Flight Strategy Of Seagulls Could Help In Planning Flights Paths For Drones, Unmanned Aerial Vehicles

Researchers from Swansea University and Department of Aerospace Engineering, University of Bristol discovered that the flight strategies of the seagulls could help when planning flight paths for unmanned aerial vehicles (UAV) and drones. The team examined how gulls use the rising air made by buildings to fly without flapping.

The study was printed in the Royal Society Publishing. It was led by Emily L.C. Shepard, Senior Lecturer  from Department of BioSciences in Swansea University, Cara Williamson and Shane P. Windsor from Department of Aerospace Engineering in the University of Bristol.

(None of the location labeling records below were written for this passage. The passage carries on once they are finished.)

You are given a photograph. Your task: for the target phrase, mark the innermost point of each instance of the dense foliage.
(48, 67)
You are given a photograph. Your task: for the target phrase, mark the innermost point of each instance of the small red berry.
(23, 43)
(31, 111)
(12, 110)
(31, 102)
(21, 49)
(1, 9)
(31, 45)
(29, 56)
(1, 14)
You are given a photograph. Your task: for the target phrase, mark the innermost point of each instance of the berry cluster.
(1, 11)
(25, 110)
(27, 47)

The team of researchers used computational fluid dynamic models to monitor how gulls reacted to airflows around the buildings. They said that birds systematically changed their flight trajectories with wind conditions to exploit updraughts over features as a row of low-rise buildings. They further said that human activities can change patterns of space-use in flying birds by altering the profitability of the airscape.

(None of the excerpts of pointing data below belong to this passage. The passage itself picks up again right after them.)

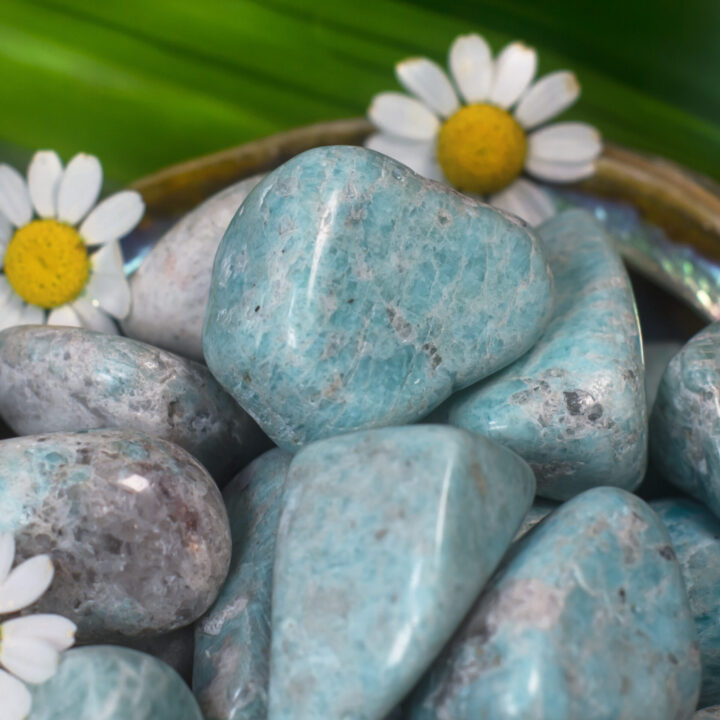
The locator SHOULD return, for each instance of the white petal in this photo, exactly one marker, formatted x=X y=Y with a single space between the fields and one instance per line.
x=14 y=196
x=44 y=176
x=26 y=583
x=32 y=660
x=108 y=284
x=565 y=142
x=427 y=81
x=547 y=98
x=55 y=630
x=526 y=200
x=472 y=67
x=514 y=70
x=417 y=155
x=16 y=698
x=79 y=188
x=400 y=115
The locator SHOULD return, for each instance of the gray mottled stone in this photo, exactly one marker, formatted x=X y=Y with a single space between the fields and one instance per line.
x=136 y=528
x=233 y=640
x=170 y=288
x=69 y=379
x=104 y=682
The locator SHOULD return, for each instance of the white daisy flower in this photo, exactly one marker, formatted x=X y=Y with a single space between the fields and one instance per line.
x=30 y=646
x=60 y=259
x=476 y=134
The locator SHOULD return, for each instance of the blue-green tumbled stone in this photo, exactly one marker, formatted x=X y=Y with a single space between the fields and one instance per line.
x=685 y=421
x=574 y=406
x=350 y=293
x=232 y=642
x=587 y=619
x=105 y=682
x=385 y=539
x=695 y=535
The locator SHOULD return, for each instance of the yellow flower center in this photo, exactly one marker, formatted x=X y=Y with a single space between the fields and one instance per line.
x=47 y=263
x=481 y=149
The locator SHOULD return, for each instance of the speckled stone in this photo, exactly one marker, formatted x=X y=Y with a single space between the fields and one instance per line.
x=232 y=650
x=695 y=535
x=386 y=537
x=137 y=529
x=685 y=422
x=574 y=406
x=68 y=379
x=588 y=619
x=104 y=682
x=171 y=286
x=349 y=293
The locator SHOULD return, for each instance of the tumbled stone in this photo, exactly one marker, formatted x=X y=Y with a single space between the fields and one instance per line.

The researchers found that gulls varied their position to select a narrow range of updraught values, rather than using the strongest updraughts available. Their precise positions were consistent with a strategy to heighten their velocity control in gusty conditions. The flight strategies as these could aid unmanned aerial vehicles to manage complex airflows, which have profound implications for flight control and energy use. This could also lead to a shift in theory on the way ecologists view the urban environment.

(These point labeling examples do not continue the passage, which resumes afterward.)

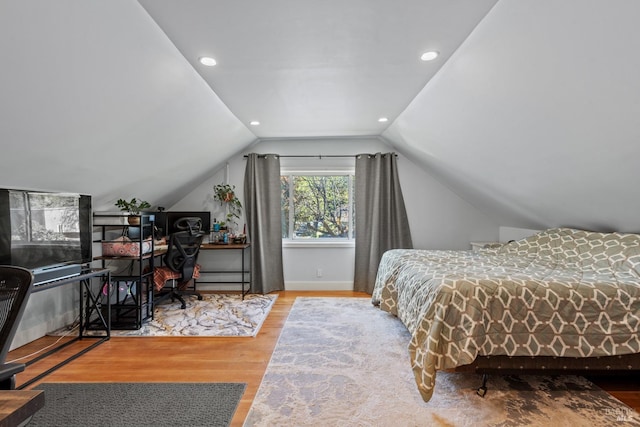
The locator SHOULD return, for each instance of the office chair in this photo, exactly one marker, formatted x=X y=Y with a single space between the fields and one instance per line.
x=180 y=259
x=15 y=288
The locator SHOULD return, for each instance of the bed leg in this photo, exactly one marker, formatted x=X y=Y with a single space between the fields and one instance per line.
x=482 y=390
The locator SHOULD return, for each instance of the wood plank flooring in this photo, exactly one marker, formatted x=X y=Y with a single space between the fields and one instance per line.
x=205 y=359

Shepard explained that this interesting flight strategy doesn't only help in understanding the lives of gulls. This could also prove useful when planning flight paths for drones or unmanned aerial vehicles (UAVs) in urban landscapes. "So next time you are feeling ill-disposed towards gulls soaring in city spaces, possibly shielding your ice-creams as you stroll along the seafront, stop a moment to appreciate the complex decisions that these feathered pilots are making, second by second, as they respond to their continually changing aerial environment, in ways that engineers can, for now, only dream of," Shepard told IFL Science.